Most ineffective fad diets use at least one of these faulty tricks.
In retrospect, it’s easy to laugh at an old fad diet that has gone out of favor. In the moment, however, it’s much easier to fall for the hype. Fad diets often promise big results from following simple and unique rules. That said, when you examine the history of fad diets, you’ll realize that all these trendy eating patterns actually use some of the same tricks.
Yes—fad diets are often a repackaged form of a previous fad diet. The problem with that is that they often recycle the same ineffective tricks. Often, these tricks might seem easy to follow for a short period of time, resulting in quick but unsustainable weight loss.
How to Spot an Ineffective Fad Diet
Very few fad diets are as unique as they claim to be. You can often spot one using these simple clues:
1. It requires you to buy special products
This is the ultimate sign of a diet plan you shouldn’t trust. Some of these even fall into the “scam” category. Be weary of any diet that asks you to buy unique food products, such as:
- Branded shakes
- Special juices
- Pills or supplements
You shouldn’t trust these for two reasons. First of all, the creators want you to spend money, so it’s hard to know for sure if they truly care about your health. Second of all, it is unclear if the ingredients in the shake, juice, powder, or pill are actually good for health. Plus, they may contain supplements or ingredients without disclosing them on the label, which can be harmful. Often, these items make unrealistic promises that they’ll “boost metabolism” or “burn fat.” That’s just not going to happen.
2. It come with unreasonable promises
No diet is a “silver bullet” against diseases. Few diets, if any, can safely help you “lose weight fast.”
Do certain eating patterns lower your risk of chronic illnesses?

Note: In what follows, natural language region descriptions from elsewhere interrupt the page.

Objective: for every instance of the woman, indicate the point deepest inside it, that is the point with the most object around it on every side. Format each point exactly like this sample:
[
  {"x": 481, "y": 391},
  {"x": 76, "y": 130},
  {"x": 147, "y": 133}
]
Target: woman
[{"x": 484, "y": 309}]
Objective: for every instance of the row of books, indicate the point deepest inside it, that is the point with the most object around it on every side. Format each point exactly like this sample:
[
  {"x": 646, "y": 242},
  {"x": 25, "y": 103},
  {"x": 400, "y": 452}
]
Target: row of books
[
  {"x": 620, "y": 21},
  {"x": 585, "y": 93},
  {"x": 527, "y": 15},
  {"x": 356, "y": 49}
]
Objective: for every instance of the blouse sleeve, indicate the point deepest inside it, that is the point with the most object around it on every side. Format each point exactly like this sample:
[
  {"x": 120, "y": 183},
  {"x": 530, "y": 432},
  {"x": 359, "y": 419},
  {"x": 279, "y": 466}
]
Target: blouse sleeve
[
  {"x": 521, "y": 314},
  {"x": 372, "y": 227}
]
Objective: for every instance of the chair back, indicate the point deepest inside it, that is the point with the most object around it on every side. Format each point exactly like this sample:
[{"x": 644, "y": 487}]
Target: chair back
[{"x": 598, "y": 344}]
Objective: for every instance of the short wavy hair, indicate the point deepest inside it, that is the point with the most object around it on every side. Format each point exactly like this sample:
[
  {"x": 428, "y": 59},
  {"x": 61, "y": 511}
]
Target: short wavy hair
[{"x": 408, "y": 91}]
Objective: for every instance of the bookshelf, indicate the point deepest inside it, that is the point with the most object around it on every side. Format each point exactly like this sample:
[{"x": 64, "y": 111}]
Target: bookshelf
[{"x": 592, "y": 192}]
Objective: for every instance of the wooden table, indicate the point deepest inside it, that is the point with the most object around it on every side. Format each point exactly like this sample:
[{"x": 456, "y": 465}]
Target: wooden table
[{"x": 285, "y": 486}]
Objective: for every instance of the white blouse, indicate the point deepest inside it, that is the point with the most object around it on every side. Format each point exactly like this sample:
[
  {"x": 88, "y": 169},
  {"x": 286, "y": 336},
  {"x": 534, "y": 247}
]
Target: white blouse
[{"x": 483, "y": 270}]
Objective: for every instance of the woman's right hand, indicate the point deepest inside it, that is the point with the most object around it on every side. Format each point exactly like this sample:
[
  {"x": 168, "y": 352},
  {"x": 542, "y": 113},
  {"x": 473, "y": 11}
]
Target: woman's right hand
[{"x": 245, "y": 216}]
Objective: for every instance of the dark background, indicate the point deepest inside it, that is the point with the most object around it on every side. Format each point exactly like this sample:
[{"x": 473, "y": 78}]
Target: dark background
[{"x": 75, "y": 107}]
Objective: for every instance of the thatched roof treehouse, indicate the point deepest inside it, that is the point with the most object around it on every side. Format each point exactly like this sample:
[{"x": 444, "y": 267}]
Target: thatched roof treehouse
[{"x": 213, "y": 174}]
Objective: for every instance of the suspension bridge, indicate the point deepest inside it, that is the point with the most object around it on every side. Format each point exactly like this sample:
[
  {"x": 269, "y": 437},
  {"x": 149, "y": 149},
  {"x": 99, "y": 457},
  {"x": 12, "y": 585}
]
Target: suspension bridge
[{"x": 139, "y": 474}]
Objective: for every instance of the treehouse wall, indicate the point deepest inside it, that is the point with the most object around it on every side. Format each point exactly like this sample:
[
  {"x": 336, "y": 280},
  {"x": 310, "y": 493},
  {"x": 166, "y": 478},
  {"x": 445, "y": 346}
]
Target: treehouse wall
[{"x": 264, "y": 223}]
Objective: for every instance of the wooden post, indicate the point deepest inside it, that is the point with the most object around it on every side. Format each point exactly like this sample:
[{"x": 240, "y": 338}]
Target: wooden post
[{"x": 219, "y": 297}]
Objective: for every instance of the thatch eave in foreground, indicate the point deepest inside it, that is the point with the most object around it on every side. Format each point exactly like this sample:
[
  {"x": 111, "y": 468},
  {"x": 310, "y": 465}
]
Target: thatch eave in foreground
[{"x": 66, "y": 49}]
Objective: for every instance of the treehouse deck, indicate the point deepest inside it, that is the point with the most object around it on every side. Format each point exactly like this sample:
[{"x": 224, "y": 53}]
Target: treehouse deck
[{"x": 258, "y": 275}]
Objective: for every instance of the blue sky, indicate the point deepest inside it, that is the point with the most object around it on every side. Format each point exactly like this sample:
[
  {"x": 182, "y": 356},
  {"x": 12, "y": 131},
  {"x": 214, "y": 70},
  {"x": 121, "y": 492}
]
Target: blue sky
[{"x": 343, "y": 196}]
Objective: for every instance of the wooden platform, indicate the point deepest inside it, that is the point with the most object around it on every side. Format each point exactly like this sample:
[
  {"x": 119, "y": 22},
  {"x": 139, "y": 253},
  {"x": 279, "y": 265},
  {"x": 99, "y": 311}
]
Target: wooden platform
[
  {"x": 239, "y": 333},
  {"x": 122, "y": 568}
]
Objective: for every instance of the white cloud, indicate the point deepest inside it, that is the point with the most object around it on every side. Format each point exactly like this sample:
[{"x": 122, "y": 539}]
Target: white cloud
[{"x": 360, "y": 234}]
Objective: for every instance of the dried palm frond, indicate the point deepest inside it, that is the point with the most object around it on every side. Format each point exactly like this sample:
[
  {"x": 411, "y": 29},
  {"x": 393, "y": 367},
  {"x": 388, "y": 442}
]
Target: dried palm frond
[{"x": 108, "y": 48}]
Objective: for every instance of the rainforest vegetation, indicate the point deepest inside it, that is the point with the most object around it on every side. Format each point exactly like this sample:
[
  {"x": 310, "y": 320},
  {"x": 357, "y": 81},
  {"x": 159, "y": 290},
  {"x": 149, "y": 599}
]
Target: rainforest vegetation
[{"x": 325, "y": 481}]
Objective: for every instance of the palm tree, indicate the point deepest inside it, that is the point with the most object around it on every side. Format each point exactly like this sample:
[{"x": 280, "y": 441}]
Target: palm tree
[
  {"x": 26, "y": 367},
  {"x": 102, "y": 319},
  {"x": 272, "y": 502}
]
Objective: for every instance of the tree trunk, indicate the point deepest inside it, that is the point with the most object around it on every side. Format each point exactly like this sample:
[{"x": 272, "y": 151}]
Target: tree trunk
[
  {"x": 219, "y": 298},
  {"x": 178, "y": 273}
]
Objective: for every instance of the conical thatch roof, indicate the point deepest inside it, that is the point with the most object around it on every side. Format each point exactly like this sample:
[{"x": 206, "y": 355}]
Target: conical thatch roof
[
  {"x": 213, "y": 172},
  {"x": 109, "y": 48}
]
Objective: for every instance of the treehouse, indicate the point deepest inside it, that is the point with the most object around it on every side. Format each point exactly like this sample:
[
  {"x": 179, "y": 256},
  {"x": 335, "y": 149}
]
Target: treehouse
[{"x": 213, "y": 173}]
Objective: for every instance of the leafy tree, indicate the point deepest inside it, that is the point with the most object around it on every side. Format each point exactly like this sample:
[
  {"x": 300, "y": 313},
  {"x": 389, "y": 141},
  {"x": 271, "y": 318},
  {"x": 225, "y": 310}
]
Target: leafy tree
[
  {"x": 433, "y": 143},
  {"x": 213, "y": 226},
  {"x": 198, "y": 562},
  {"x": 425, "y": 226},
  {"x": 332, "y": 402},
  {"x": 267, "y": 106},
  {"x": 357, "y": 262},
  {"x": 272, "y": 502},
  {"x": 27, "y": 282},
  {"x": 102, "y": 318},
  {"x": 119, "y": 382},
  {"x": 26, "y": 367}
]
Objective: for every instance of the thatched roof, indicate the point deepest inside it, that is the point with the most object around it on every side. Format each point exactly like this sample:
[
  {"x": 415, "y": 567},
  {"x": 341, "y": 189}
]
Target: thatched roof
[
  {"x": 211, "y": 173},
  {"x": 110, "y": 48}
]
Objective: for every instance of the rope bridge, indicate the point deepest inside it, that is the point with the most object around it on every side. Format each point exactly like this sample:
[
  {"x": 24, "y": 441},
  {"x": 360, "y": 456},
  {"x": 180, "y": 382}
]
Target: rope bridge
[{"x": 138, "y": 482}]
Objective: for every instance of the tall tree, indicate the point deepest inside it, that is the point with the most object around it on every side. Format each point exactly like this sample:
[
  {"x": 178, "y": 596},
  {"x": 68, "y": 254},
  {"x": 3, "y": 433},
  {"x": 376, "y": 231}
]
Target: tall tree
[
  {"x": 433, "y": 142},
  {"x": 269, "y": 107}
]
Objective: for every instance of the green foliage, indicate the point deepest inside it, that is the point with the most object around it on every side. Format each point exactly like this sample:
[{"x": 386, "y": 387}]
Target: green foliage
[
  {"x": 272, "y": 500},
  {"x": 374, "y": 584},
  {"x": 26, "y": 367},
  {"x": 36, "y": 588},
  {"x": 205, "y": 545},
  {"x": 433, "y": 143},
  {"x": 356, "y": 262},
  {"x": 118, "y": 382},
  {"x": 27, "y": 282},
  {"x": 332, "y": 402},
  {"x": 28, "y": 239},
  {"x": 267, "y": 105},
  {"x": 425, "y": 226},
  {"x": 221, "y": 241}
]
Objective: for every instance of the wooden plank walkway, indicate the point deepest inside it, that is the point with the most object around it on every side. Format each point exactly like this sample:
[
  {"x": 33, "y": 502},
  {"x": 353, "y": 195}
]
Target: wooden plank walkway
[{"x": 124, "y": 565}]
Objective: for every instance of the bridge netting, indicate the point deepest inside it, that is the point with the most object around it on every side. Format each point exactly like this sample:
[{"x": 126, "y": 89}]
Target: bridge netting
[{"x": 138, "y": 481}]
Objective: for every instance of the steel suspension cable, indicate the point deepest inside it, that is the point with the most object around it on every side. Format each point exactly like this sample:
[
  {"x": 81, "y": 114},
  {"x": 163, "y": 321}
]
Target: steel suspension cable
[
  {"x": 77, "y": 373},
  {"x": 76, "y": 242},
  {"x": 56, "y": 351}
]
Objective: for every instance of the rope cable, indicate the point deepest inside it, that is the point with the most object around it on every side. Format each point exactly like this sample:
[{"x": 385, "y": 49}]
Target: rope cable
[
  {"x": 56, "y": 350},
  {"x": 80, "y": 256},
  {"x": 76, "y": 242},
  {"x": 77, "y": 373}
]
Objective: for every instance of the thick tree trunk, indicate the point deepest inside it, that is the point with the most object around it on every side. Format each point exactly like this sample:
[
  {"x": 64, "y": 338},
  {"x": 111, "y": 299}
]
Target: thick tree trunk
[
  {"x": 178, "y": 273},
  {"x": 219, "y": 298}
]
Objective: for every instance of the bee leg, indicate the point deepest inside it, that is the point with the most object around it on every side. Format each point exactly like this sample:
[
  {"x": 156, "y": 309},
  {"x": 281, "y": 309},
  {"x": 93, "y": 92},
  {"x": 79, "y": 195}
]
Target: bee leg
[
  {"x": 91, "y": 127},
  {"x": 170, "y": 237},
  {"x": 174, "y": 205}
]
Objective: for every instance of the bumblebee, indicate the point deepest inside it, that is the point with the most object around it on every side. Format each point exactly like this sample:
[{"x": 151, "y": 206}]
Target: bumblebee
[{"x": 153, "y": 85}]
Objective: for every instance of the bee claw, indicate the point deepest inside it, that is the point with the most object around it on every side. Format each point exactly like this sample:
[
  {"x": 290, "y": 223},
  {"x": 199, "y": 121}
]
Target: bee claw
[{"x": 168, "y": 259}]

Yes—but no diet will make you invincible against disease, and you should be suspicious of diets that promise to do so.
3. It eliminates entire foods or food groups
This one can be a little tricky. Obviously, many people avoid specific foods due to moral or religious reasons. That doesn’t mean vegetarians (who don’t eat meat) or Muslims (who often don’t eat pork) are following a fad diet.
However, many fad diets label different foods as “good” or “bad.” Different trendy diets have attacked the following foods that have long been recognized as generally nutritious:
- Fruit, especially bananas
- Products with gluten
In general, the only health-related reason to avoid any of these foods is if you have an allergy or an intolerance.
4. It cuts or restricts macronutrients
One of the most common tricks that fad diets use is counting and restricting different macronutrients. The most obvious examples are low-fat diets (which were all the rage in the ‘80s and ‘90s) and low-carb diets (such as Atkins, South Beach, and keto).
Your body usually benefits when you get the recommended ratios of carbs, fat, and protein. Society has often demonized carbs and fat, but it is hard to make categorical claims about completely eliminating one group or another.
A 2018 study of over 15,000 adults compared the health of people eating low-carb, moderate-carb, and high-carb diets. The result? Those who ate moderate-carb diets had a lower risk of death than those who pursued low-carb and high-carb diets. (However, in some cases or medical conditions, low-carb might be the appropriate diet.)
The Dietary Guidelines of Americans recommends the following ratio for macronutrients:
- 45-65 percent of calories should be carbohydrates, preferably complex carbohydrates, coming from whole grains, legumes, fruit, and veggies
- 20-35 percent of calories should be dietary fat, preferably unsaturated fat
- 10 to 35 percent of calories should be protein, preferably lean protein
Eating within these macronutrient ranges ensures that you’re getting the necessary nutrients for good health. Dietary fat helps you absorb certain vitamins, for example, and carbohydrates are your body’s preferred source of energy.
Fad diets get their name for a reason: They rarely stick around once people realize they don’t work. Sure, you might lose some weight at the beginning, but these diets are often difficult to stick to. Many people either gain weight back, encounter health problems (such as high cholesterol from the keto diet), or simply realize that not eating carbs is hard.
If you can recognize the warning signs of these ineffective diets early, you can avoid wasting your time and energy on them. That way, you’ll have more energy to put into following healthy habits that actually make a difference.